VALLE DEL COCORA, SALENTO Y TURISMO CUASINOMINAL

  Uno de los lugares que más me habían recomendado visitar en Colombia era el Valle del Cocora, que alberga numerosos ejemplares de la palma de cera del Quindío. Se trata de una gigantesca palmera que puede alcanzar los 70 metros de altura. Para acceder a tan pintoresco lugar había que dirigirse primero a la localidad de Salento. 

 Hay veces en la vida que en el camino que nos lleva a lo que deseamos, aparece lo que necesitamos. Algo de eso hubo en este caso, ya que, aunque mi objetivo era visitar el Valle del Cocora, lo que más me gustó de la jornada fue Salento. Esta pequeña localidad es una pequeña delicia. Se sitúa en un entorno privilegiado, rodeada de montañas. El colorido de sus casas y el ambiente apacible que se respira paseando por sus calles contrastan con la bulliciosidad que me acompañó en la mayor parte de mi periplo por el país. 

 Ya tendría tiempo de explorar el pueblo. Lo que me tocaba en ese momento era encontrar transporte para Cocora. En la plaza principal de Salento había aparcados unos todoterreno que, en cuanto se llenaban, salían hacia el parque.  Se fue sumando gente a la expedición, pero a partir de la séptima, paró el conteo. Como en el vehículo cabíamos (bastante apretados, eso sí) diez personas, nos tocaba esperar pacientemente. A menos que a alguien le entraran las prisas. Fue el caso de una familia colombiana, aunque residente en los Estados Unidos, que tenía más dinero que tiempo. Se ofrecieron a pagar a los 3 ocupantes fantasma si salíamos ipso-facto. El resto de pasajeros no pudimos sino ver con muy buenos ojos esta iniciativa que, además de ahorrarnos un tiempo de espera, nos iba a permitir un viaje más desahogado. No contento con hacernos este favor, el padre de familia, con la alegría y el poder que da volver a su tierra habiendo triunfado en un país más próspero, hizo esfuerzos por darnos conversación  y crear un ambiente de grupo en el trayecto.

Valle de Cocora

 Al llegar al valle, el incipiente grupo se dispersó y dispuse de mi individualidad para recorrerlo. La verdad es que el paisaje, dotado de una vegetación frondosa con las altísimas palmas de cera, es espectacular. Había una ruta de varias horas que hubiera hecho muy a gusto. Pero tenía que asegurarme que podía coger el transporte de vuelta. La última expedición salía a media tarde. Por ello, me limité a una pateada más modesta, que fue suficiente para hacerme una idea de la majestuosidad del lugar.

Paisajes majestuosos

 Si a la ida había podido ir bastante holgado, parecía que no iba a ser el caso de la vuelta. Estábamos bastantes personas esperando y solo había en ese momento un coche. Se nos ofreció a los tres últimos ir de pie en la parte trasera. Como no me apetecía esperar al siguiente transporte y me apetecía algo de adrenalina, acepté.  Un servidor y un par de jovencitos franceses lo pasamos pipa agarrados a una barra mientras el conductor del vehículo hacía de las suyas.

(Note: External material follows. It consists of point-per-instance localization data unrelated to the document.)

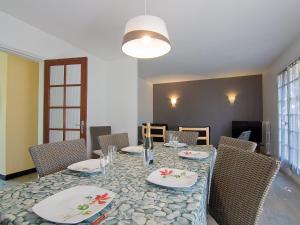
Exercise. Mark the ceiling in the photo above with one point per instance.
(209, 37)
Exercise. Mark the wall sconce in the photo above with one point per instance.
(231, 98)
(173, 101)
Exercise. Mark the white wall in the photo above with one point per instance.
(145, 101)
(29, 41)
(270, 98)
(122, 97)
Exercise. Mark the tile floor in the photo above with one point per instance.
(282, 206)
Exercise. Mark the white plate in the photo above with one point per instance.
(173, 178)
(179, 145)
(133, 149)
(193, 154)
(86, 166)
(73, 205)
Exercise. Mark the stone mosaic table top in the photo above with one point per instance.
(136, 201)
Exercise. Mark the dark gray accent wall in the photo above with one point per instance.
(205, 103)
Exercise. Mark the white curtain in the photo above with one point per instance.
(289, 116)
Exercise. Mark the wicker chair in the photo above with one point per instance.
(240, 183)
(238, 143)
(54, 157)
(119, 140)
(203, 134)
(189, 138)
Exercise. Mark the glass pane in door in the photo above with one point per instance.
(55, 136)
(73, 96)
(56, 96)
(73, 74)
(71, 135)
(56, 75)
(56, 118)
(73, 118)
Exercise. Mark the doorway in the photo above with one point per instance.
(65, 99)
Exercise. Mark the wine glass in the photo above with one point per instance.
(103, 164)
(171, 138)
(175, 142)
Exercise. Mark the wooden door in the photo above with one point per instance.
(65, 103)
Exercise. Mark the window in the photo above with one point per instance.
(289, 116)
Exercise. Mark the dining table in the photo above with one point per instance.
(136, 200)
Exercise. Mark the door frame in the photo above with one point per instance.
(83, 100)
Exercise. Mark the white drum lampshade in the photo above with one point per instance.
(146, 37)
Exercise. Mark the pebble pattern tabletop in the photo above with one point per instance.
(136, 202)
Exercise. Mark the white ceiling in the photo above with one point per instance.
(209, 37)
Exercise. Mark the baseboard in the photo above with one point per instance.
(17, 174)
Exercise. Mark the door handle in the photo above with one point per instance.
(81, 125)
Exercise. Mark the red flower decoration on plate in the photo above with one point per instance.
(100, 199)
(187, 152)
(166, 172)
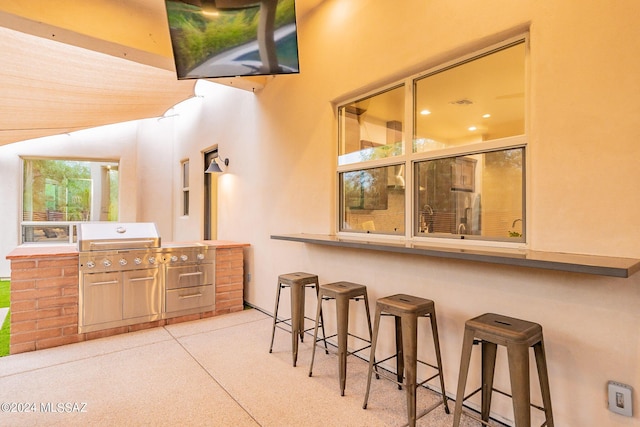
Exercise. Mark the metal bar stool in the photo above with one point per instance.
(491, 330)
(342, 292)
(406, 309)
(298, 282)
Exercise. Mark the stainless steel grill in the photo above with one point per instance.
(127, 277)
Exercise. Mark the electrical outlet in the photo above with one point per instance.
(620, 399)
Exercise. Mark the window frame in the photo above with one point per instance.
(409, 158)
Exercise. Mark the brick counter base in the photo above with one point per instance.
(44, 300)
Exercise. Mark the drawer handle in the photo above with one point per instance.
(198, 273)
(110, 282)
(190, 296)
(142, 279)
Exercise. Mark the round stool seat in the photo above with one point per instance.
(401, 303)
(344, 289)
(492, 330)
(298, 282)
(298, 278)
(503, 330)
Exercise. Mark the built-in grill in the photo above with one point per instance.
(127, 277)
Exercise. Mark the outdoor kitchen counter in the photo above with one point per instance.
(45, 293)
(35, 251)
(575, 263)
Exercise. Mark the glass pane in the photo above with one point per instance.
(478, 100)
(372, 128)
(479, 195)
(69, 190)
(373, 200)
(58, 233)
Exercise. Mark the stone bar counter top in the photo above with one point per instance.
(576, 263)
(45, 292)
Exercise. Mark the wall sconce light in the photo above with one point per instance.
(217, 165)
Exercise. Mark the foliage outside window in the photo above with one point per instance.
(465, 163)
(57, 194)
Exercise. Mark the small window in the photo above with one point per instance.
(185, 188)
(473, 196)
(373, 200)
(59, 193)
(372, 128)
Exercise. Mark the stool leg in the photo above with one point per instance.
(324, 336)
(315, 332)
(436, 344)
(342, 311)
(489, 351)
(543, 376)
(399, 352)
(518, 356)
(297, 296)
(409, 326)
(374, 340)
(366, 306)
(275, 316)
(465, 359)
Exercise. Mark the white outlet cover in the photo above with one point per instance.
(620, 398)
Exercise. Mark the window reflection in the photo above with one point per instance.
(475, 195)
(57, 194)
(372, 128)
(373, 200)
(478, 100)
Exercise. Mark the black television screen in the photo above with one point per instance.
(230, 38)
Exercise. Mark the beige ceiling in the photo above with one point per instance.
(69, 65)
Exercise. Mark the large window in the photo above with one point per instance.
(57, 194)
(462, 173)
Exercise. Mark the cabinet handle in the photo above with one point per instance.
(197, 273)
(141, 279)
(110, 282)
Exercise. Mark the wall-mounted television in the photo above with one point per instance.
(230, 38)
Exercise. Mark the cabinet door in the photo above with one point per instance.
(141, 294)
(102, 298)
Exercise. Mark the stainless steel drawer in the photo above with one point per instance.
(189, 298)
(189, 275)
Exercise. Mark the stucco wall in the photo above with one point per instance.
(117, 142)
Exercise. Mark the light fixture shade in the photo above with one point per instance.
(214, 166)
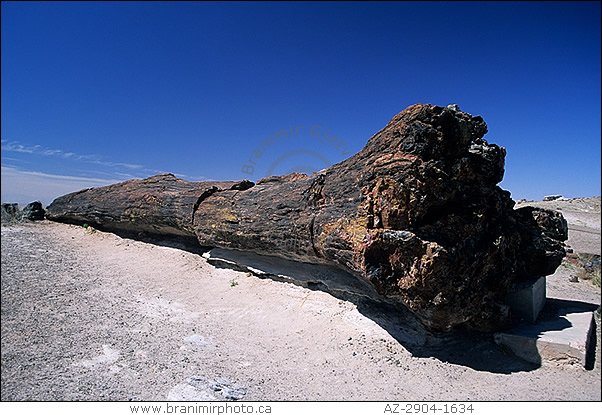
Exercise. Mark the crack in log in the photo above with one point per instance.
(240, 186)
(311, 236)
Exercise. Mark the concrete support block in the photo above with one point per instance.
(526, 299)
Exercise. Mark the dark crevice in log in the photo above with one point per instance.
(202, 197)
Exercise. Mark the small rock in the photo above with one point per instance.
(33, 211)
(10, 212)
(235, 393)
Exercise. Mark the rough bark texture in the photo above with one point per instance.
(416, 212)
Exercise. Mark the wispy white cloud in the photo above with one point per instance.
(17, 147)
(19, 186)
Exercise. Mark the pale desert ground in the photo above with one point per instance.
(93, 316)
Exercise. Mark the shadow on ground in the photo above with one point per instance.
(473, 350)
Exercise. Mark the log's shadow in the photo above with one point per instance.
(469, 349)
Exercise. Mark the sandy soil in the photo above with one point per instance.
(93, 316)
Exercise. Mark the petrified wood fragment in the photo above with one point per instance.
(416, 212)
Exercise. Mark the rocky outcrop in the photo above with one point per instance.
(417, 213)
(31, 212)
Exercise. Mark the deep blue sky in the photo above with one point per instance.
(95, 92)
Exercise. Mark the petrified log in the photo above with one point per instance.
(416, 212)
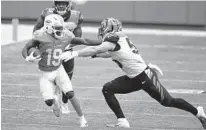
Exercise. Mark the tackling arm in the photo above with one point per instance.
(88, 42)
(102, 55)
(39, 24)
(78, 31)
(30, 44)
(88, 51)
(93, 50)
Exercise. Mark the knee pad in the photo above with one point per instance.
(49, 102)
(105, 89)
(70, 94)
(168, 102)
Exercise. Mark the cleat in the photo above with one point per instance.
(122, 123)
(201, 116)
(83, 122)
(56, 107)
(65, 108)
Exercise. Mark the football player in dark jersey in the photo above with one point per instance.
(72, 21)
(138, 75)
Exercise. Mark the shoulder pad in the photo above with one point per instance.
(112, 37)
(69, 33)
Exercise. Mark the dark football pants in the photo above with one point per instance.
(68, 66)
(147, 81)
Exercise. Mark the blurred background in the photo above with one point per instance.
(133, 14)
(139, 12)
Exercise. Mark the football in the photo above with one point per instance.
(35, 50)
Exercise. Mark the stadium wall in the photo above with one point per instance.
(146, 12)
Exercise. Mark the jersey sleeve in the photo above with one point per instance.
(38, 35)
(43, 14)
(112, 37)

 Con más tiempo ahora que por la mañana, pude explorar convenientemente Salento. Sus bonitas calles estaban bastante animadas, con tiendas y locales llenos de encanto. Además cerca del centro había unas escaleras que daban acceso a un mirador con unas vistas excepcionales.

Salento

 En ese momento, en plena tarde, se me abrían varias opciones. Lo lógico hubiera sido volver a Armenia, que era donde tenía reservado el alojamiento. Pero se me hacía muy cuesta arriba volver a un lugar tan áspero desde otro tan plácido.  Salento me estaba gustando mucho y había posibilidad de encontrar alojamiento a precio razonable. Aunque ya había recorrido todo el pueblo y no tenía nada más que ver. Así que aposté por una tercera vía no exenta de riesgo. Me había fijado que en la plaza principal de Salento se podía tomar un transporte a la localidad de Filandia. La tentación de hacer turismo cuasi-nominal fue demasiado fuerte. Así que me subí a la furgoneta y en poco más de media hora de travesía por una irregular carretera, pude alcanzar mi tercer destino del día.

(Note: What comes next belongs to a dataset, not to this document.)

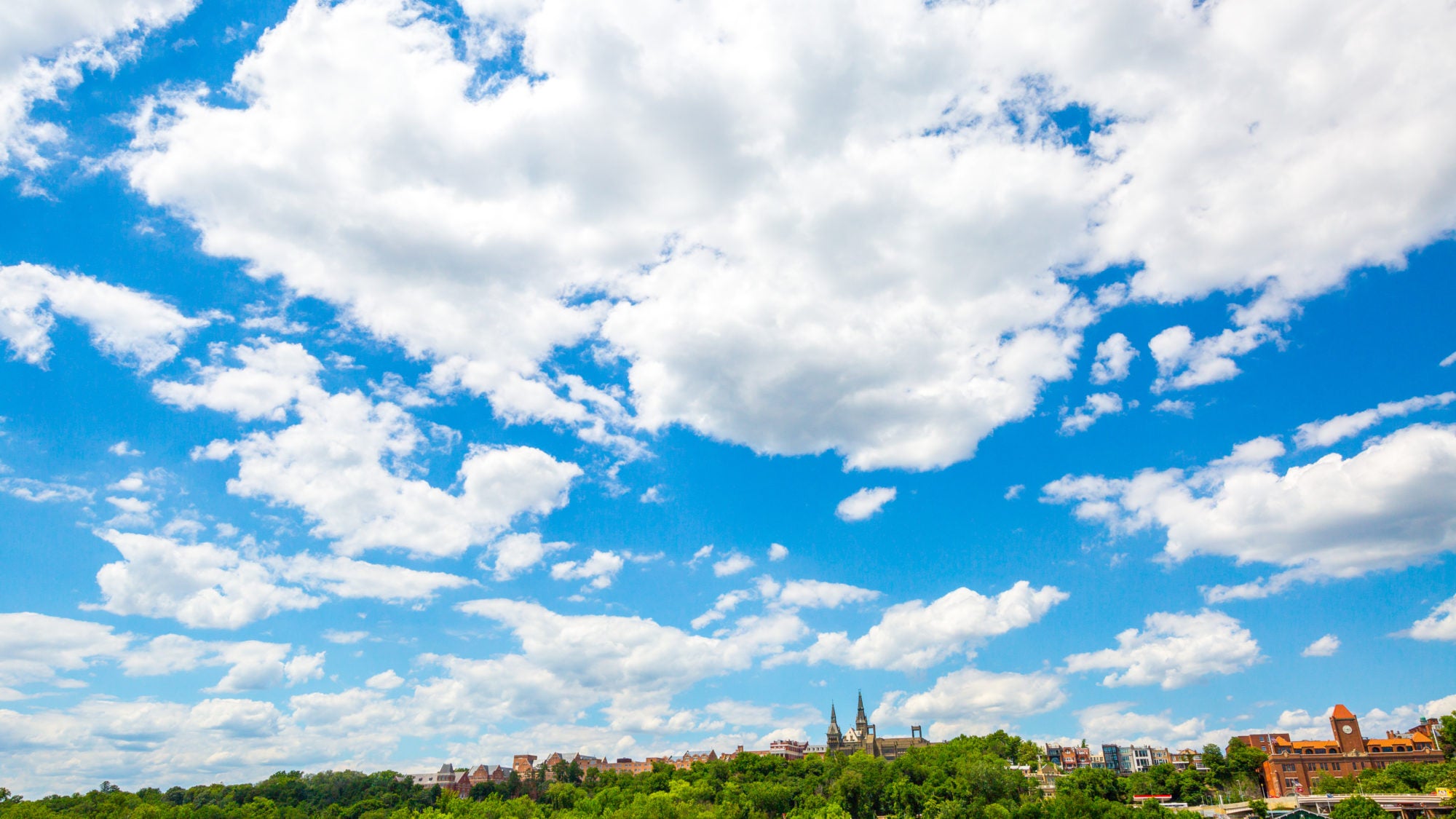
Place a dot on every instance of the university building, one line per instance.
(864, 737)
(1295, 765)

 Mi primera e importante tarea era buscar alojamiento. En internet había encontrado un par de albergues. Me acerqué al de precio más competitivo, pero me indicaron que estaba completo. Me extrañó, porque unos minutos antes se podía reservar a través de una aplicación. Así que salí a la calle, y pasándome de listo, reservé por internet. Volví a entrar al momento para enseñarle al empleado mi flamante reserva. Supuse que la aplicación contaba con un cupo de reservas independiente de las que se pudieran hacer directamente.

 Ir de sobrado por la vida no suele tener buenos resultados. Así, el sorprendido recepcionista, me comentó que debía haber un error en la aplicación, y me confirmó que estaba completo. Aun así, me comentó que podría ocupar una cama en una habitación destinada al personal si así lo deseaba. No estaba en una situación para andarme con exigencias, así que acepté. La habitación en cuestión era bastante humilde. Pero no era eso lo que me preocupaba, sino que mi cama estaba pegada a la contigua. Si me tocaba una motosierra esa noche, estaba vendido.

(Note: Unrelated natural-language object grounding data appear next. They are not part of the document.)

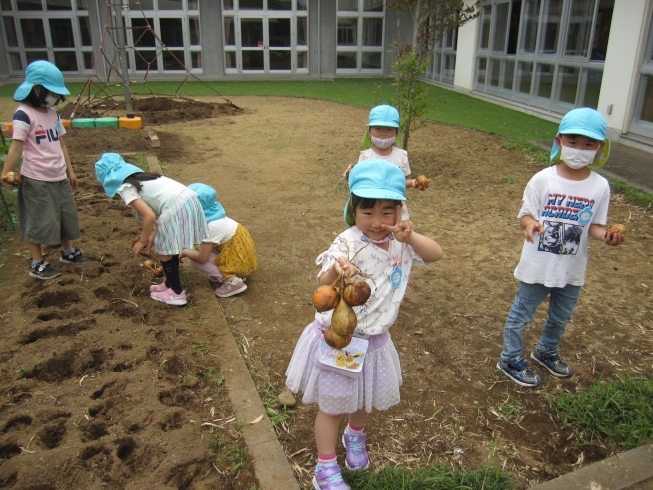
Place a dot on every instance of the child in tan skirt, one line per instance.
(228, 255)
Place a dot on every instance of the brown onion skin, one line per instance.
(334, 340)
(356, 293)
(325, 298)
(343, 319)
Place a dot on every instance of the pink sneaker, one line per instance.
(233, 286)
(170, 297)
(158, 288)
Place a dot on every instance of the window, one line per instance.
(359, 36)
(545, 53)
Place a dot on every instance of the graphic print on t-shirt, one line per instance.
(560, 238)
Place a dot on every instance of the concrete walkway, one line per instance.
(631, 470)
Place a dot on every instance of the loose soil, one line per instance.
(103, 387)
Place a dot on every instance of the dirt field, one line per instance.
(104, 388)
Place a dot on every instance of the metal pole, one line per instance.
(122, 56)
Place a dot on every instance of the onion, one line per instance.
(356, 292)
(344, 319)
(325, 298)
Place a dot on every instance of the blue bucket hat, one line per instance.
(584, 122)
(375, 179)
(384, 115)
(207, 195)
(41, 73)
(111, 171)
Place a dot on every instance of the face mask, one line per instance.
(384, 143)
(50, 101)
(575, 158)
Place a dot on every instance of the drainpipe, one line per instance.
(122, 58)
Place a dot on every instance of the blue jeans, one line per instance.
(562, 303)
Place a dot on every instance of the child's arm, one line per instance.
(600, 233)
(425, 247)
(13, 157)
(200, 256)
(149, 218)
(530, 225)
(69, 167)
(340, 265)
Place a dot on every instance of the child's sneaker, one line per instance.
(43, 271)
(170, 297)
(519, 372)
(158, 288)
(357, 457)
(553, 362)
(329, 478)
(75, 257)
(230, 287)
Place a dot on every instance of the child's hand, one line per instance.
(613, 239)
(343, 265)
(73, 179)
(532, 227)
(402, 230)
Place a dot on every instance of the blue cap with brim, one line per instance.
(207, 195)
(584, 122)
(41, 73)
(111, 171)
(384, 115)
(375, 179)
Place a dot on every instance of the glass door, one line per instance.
(265, 44)
(642, 123)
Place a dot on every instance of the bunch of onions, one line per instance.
(341, 299)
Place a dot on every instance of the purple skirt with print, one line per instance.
(377, 386)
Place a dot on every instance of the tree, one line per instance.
(432, 20)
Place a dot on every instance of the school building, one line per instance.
(541, 56)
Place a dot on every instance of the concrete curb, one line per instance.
(269, 459)
(619, 472)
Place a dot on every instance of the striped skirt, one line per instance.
(181, 225)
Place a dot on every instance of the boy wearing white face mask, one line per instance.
(562, 207)
(381, 140)
(46, 206)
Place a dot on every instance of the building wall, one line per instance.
(621, 73)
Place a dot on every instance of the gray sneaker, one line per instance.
(43, 271)
(553, 362)
(230, 287)
(519, 372)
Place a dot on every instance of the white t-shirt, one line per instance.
(42, 154)
(566, 209)
(398, 157)
(380, 311)
(221, 231)
(157, 194)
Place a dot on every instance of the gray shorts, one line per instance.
(47, 211)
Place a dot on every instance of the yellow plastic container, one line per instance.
(130, 122)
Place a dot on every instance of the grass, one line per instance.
(433, 477)
(620, 412)
(446, 106)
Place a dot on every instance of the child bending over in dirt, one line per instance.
(564, 204)
(46, 205)
(228, 255)
(160, 201)
(382, 249)
(380, 142)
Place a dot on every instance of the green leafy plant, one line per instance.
(620, 412)
(432, 20)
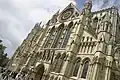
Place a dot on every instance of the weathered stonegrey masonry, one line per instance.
(72, 45)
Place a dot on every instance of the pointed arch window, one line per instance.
(85, 69)
(67, 35)
(76, 68)
(50, 38)
(95, 22)
(56, 42)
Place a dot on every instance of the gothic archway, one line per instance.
(39, 72)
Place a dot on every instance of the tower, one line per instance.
(74, 45)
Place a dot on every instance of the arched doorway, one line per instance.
(39, 72)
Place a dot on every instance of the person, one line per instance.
(31, 79)
(18, 77)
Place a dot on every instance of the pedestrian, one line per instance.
(18, 77)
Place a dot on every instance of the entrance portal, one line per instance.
(40, 71)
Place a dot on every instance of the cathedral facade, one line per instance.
(72, 45)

 Con esa preocupación amenazando mi horizonte nocturno, salí a explorar Filandia. El mayor encanto de la localidad lo proporciona los vivos colores de sus bonitas casas de arquitectura tradicional. Muy bonito, sí, pero en media hora me había recorrido el pueblo. Eran poco más de las 7 de la tarde, ya de noche, y apenas había ambiente en las calles. Salento tampoco es que fuera Nueva York, pero daba la impresión de dar mucho más juego que Filandia. Había cometido un pequeño pero craso error.

Calle filandesa

 Las penas con pan son menos, así que acudí a un humilde restaurante a cenar. Cuando uno no está inspirado, no está inspirado. El establecimiento distaba mucho de la alta cocina, pero el plato elegido (salchipapas) dejaba por manjares mis más desafortunadas probatinas culinarias. 

 Habiendo ya recorrido varias veces las calles con algo que ver en la localidad, me rendí y volví al albergue con la esperanza de que hubiera algo de ambiente en las zonas comunes. No fue así, por lo que, cabizbajo, me retiré a mi habitación. Con bastantes horas por delante antes de poder dormir y sin nada que hacer, me invadió el pesimismo.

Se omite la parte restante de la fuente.